Он смотрит в интернете статьи о привязанностях, чтобы расширить набор инструментов для воздействия на подопытного. Из полезного и реализуемого он вычитывает, что люди больше симпатизируют друг другу после долгого зрительного контакта, и эта тема мгновенно заинтересовывает. Джисон не склонен смотреть кому-либо глаза в глаза, а потому для Сынмина это кажется вызовом: ему невероятно сильно хочется добиться от Джисона зрительного контакта.
Для этого он делает много вещей, которые не поддаются объяснению со стороны: задаёт Джисону вопросы (тот удостаивает ответом каждый четвёртый), разыгрывает сценки, будто ему попало что-то в глаз (на третий раз такого актёрства Джисон советует Сынмину обратиться к окулисту), пытается взять на слабо и на спор сыграть в гляделки (с учётом подросткового максимализма в характере Джисона, эти варианты маркируются как самые рабочие, однако проваливаются, как и все остальные: Джисон тупо посылает его нахуй). В основном, на его выходки откликается Феликс, но Феликс, к счастью, воспринимает любые, даже странные вещи, как данность и, если у него есть настроение, может подыграть.

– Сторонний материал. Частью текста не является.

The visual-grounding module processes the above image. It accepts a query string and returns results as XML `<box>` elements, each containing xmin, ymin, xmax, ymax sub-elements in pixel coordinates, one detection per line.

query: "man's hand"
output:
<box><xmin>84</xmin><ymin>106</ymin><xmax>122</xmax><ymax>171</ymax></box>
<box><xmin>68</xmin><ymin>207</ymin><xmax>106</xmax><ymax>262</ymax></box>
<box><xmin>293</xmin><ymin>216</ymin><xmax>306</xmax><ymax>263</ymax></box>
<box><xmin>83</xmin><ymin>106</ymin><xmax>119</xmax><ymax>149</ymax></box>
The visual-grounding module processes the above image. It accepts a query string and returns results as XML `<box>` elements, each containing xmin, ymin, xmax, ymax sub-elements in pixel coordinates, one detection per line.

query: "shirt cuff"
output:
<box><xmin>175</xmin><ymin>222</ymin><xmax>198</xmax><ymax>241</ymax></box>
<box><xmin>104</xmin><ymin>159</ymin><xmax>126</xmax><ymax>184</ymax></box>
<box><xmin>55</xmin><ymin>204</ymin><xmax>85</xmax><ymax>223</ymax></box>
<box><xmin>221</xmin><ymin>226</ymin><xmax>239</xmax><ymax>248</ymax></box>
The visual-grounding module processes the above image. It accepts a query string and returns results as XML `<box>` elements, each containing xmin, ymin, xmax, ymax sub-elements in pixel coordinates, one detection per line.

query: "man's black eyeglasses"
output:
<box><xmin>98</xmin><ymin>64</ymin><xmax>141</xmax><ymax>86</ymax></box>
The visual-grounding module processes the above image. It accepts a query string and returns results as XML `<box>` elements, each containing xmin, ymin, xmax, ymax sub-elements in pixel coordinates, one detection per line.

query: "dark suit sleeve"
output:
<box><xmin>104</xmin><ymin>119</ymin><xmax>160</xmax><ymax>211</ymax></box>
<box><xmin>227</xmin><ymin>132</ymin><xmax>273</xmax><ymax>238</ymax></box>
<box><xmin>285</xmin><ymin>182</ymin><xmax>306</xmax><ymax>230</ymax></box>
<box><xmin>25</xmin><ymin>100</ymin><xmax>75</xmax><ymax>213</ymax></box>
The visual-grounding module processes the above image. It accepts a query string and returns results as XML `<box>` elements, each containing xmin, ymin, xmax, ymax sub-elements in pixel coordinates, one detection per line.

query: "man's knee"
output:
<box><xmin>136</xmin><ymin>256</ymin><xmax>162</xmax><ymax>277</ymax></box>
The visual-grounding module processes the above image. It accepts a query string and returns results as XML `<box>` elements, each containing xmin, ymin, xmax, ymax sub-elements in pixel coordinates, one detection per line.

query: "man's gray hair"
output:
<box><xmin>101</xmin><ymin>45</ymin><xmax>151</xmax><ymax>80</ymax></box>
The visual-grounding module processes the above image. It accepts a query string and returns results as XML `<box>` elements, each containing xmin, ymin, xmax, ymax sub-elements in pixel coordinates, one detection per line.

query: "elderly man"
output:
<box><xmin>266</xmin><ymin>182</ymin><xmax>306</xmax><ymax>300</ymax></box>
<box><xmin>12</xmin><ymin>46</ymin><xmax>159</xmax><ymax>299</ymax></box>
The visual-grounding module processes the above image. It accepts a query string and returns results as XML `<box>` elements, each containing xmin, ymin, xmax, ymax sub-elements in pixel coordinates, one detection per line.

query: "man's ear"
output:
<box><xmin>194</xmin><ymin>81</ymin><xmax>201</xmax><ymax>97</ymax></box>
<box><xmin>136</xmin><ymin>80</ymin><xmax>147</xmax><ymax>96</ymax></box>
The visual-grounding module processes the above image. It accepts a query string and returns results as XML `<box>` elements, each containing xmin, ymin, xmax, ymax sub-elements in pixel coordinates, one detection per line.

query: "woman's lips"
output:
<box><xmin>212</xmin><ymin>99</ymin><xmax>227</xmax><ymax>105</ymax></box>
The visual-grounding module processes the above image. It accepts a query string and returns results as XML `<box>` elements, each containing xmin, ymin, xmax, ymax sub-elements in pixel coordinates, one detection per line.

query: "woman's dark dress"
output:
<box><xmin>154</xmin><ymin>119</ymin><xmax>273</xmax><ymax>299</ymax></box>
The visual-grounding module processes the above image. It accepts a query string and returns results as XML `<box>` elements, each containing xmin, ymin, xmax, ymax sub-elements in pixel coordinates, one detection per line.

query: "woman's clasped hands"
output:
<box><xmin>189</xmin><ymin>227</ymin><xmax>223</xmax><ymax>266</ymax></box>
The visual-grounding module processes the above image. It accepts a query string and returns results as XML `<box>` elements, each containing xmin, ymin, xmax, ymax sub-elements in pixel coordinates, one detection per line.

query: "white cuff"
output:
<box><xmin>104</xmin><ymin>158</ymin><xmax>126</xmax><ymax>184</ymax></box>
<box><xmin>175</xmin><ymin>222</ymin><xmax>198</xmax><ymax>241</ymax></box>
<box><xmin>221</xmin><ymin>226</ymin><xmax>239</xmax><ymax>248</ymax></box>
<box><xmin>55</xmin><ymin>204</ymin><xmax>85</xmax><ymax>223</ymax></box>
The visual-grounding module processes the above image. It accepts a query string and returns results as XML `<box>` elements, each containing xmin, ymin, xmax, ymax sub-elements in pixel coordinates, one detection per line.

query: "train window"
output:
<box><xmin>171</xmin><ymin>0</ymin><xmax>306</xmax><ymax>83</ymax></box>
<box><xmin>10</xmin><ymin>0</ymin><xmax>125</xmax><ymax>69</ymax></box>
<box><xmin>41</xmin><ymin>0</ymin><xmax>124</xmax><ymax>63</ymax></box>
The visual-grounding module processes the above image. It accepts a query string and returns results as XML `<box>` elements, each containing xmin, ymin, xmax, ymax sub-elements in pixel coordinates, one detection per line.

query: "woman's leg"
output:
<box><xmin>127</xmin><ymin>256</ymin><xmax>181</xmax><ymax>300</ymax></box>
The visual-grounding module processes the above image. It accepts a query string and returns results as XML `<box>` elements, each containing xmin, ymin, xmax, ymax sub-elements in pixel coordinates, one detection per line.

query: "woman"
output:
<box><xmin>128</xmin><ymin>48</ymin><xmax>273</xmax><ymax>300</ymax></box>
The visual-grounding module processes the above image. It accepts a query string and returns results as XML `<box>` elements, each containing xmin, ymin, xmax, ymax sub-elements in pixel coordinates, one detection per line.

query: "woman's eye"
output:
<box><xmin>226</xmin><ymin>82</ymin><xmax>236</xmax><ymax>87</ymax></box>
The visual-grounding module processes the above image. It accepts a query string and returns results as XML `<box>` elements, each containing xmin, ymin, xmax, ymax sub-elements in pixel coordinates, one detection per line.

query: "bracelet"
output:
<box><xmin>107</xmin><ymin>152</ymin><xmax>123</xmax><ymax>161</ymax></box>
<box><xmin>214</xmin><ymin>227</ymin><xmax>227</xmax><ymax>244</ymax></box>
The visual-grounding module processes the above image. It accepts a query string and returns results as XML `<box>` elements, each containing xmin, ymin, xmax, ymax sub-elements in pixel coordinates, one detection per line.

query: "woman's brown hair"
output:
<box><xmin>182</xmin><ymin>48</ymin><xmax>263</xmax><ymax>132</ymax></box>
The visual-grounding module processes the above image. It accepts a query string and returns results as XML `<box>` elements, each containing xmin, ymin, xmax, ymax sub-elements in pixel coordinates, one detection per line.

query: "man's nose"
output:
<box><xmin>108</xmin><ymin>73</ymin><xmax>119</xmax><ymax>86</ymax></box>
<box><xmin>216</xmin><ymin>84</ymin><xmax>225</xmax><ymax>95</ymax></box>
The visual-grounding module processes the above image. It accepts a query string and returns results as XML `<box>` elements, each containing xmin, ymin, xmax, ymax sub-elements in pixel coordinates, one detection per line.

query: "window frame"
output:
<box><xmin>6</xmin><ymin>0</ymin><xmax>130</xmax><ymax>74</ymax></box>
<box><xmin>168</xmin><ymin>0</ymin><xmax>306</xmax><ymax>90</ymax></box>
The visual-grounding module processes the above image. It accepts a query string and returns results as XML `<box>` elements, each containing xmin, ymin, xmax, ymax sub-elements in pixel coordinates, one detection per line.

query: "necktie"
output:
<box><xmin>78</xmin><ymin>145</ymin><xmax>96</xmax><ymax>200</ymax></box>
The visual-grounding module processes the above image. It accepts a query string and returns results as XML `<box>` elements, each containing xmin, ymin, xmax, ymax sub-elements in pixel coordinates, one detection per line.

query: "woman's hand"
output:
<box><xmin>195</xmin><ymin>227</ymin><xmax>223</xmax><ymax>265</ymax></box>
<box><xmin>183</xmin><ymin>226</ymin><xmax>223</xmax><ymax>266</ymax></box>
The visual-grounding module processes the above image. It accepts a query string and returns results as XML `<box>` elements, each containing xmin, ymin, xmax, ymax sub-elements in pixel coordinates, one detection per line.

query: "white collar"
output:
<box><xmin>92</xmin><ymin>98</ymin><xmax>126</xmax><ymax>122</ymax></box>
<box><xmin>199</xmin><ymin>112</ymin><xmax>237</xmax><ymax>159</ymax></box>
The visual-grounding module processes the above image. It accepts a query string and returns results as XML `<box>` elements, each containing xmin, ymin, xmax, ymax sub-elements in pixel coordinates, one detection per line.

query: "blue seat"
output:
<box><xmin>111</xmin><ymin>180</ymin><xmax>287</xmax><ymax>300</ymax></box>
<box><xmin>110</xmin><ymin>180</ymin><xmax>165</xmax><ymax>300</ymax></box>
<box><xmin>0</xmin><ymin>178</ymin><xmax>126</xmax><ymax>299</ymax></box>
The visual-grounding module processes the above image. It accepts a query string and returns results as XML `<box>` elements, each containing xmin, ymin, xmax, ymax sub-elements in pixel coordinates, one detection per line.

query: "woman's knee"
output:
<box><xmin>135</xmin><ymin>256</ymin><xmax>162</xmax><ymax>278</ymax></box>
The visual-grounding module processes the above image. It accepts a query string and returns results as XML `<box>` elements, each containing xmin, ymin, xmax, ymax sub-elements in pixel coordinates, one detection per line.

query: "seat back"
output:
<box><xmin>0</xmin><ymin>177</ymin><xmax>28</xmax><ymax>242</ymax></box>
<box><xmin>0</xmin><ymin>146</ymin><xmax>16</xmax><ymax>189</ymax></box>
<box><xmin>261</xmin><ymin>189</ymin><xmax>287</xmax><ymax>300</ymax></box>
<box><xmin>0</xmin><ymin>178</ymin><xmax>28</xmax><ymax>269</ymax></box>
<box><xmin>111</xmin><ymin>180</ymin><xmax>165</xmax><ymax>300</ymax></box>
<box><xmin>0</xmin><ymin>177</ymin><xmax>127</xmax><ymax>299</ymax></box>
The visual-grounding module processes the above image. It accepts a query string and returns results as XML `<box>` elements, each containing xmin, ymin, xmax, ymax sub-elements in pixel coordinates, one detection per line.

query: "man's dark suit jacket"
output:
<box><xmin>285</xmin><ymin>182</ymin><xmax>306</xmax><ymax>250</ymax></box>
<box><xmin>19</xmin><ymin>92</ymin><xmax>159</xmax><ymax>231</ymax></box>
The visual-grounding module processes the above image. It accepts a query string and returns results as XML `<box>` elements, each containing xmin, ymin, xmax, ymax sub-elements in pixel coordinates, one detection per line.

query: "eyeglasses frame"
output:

Так, на спор в гляделки соглашается сыграть Феликс и, одержав победу в двух из трёх раундов, выигрывает символические 1000 вон. Не богато, а всё равно приятно.
Ни одна из попыток Сынмина так и не увенчивается успехом. Но он никогда не страдал недостатком упёртости, поэтому, когда они с Джисоном остаются в комнате вдвоём, Сынмин идёт на крайние меры.
Джисон сидит за единственным столом, разложив на всей поверхности учебники, тетради и распечатки; какое-то время он действительно занимается, дёргая головой в такт музыки из наушников, но затем он концентрируется на своём телефоне, и Сынмин считает, что это лучшее время приступить к осуществлению своего плана без зазрения совести.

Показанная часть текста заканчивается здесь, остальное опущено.